Here are the first 50 words in the order that they were learnt by a child called Will: 1 uh-oh; 2 alldone; 3 light; 4 down; 5 shoes; 6 baby; 7 don’t-throw; 8 moo; 9 bite; 10 three; 11 hi; 12 cheese; 13 up; 14 quack-quack; 15 oink-oink; 16 coat; 17 beep-beep; 18 keys; 19 cycle; 20 mama; 21 daddy; 22 siren sound; 23 grrr; 24 more; 25 off; 26 tick-tock; 27 ball; 28 go; 29 bump; 30 pop-pop [fire]; 31 out; 32 hee-haw; 33 eat; 34 neigh-neigh; 35 meow; 36 sit; 37 woof-woof; 38 bah-bah; 39 hoo-hoo [owl]; 40 bee; 41 tree; 42 mimi [ferry]; 43 sss [snake]; 44 ooh-ooh [monkey]; 45 yack-yack [people talking]; 46 hohoho [Santa]; 47 bye-bye; 48 doll; 49 kite; 50 Muriel.
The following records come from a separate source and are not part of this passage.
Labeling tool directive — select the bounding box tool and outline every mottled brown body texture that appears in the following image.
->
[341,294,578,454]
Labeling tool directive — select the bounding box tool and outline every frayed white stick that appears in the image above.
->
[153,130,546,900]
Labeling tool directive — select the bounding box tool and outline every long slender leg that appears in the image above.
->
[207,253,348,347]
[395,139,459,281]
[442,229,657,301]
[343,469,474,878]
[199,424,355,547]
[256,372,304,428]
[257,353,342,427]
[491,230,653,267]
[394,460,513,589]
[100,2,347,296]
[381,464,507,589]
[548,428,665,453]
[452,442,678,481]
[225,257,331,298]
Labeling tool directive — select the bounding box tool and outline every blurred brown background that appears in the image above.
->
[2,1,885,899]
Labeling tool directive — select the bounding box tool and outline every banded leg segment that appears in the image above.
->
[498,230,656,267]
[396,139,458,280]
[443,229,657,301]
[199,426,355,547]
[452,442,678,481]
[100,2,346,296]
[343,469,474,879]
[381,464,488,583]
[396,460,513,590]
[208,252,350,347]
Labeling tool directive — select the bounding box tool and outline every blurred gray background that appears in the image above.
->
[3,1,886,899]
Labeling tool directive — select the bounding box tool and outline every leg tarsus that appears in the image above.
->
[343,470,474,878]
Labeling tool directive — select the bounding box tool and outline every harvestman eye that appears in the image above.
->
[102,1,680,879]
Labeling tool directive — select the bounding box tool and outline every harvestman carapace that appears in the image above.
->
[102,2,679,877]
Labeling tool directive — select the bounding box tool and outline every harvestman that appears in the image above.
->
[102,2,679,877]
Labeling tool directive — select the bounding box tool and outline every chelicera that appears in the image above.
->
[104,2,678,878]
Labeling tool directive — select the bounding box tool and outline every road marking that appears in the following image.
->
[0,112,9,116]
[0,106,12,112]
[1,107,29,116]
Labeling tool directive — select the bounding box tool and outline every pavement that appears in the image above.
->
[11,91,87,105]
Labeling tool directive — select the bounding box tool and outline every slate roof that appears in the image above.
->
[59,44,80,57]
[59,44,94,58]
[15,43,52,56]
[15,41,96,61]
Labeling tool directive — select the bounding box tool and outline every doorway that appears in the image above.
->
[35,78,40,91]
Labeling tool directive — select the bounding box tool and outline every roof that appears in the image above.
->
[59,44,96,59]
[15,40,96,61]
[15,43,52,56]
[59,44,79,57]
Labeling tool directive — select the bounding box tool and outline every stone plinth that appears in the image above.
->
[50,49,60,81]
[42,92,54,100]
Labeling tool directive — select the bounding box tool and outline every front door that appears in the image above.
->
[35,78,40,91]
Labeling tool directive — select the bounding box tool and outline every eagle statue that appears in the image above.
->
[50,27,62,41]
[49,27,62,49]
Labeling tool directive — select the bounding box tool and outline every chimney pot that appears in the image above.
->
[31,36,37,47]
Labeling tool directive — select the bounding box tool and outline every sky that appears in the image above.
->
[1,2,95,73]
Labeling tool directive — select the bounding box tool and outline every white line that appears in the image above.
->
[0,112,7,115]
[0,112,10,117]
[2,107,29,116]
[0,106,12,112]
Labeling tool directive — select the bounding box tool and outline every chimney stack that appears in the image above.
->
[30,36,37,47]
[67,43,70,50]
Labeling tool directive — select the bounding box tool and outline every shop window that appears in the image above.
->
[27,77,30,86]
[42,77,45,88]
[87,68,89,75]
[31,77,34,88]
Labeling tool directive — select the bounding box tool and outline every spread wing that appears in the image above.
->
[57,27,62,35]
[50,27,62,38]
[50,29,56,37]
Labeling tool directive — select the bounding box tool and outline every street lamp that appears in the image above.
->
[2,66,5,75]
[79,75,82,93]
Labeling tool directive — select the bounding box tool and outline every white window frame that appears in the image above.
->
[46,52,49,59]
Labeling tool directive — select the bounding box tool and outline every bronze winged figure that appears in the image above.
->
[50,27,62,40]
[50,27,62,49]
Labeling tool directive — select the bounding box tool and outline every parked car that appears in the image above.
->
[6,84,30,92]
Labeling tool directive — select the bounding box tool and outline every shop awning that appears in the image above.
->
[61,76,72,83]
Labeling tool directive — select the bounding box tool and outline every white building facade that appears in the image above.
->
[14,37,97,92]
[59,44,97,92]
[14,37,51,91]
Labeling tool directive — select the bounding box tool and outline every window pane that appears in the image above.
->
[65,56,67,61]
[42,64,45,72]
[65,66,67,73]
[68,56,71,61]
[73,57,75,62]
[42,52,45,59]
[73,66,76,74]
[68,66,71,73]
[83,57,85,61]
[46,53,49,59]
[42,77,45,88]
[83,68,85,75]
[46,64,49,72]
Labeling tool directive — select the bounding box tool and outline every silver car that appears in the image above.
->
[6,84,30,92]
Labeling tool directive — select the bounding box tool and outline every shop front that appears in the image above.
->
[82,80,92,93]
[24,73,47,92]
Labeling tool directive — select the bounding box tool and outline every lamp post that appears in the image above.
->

Isn’t that extraordinary? This fascinating list is taken from a paper in the Journal of Child Language, 1984, by Carol Stoel-Gammon and Judith A. Cooper. I came across it in something that the language expert David Crystal wrote.
There are surprises: the early incidence of light, and cheese; the postponement of mama and daddy until after quack-quack. Reduplicative forms feature strongly (oink-oink etc.) even if this is partly learnt from interlocutors. Perhaps the biggest surprise is the analysis of situations, as by uh-oh, alldone (said as one word), don’t-throw.
Wittgenstein, in his Philosophical Investigations, quoted St Augustine’s account of learning to speak as discovering the words that signified objects. Ray Monk comments that Wittgenstein didn’t mean to argue against Augustine’s account, only to hold it up as a picture that falsely convinces us that ‘individual words in language name objects’. Little Will knew better when he first said uh-oh. His uh-oh predated Teletubbies, who say eh-oh for ‘hello’ and uh-oh, like him, for ‘oh dear’, or something more. (The OED records uh-oh formally from 1925 onwards.) Linguists use the term holophrasis for the expression of a combination of ideas by one word.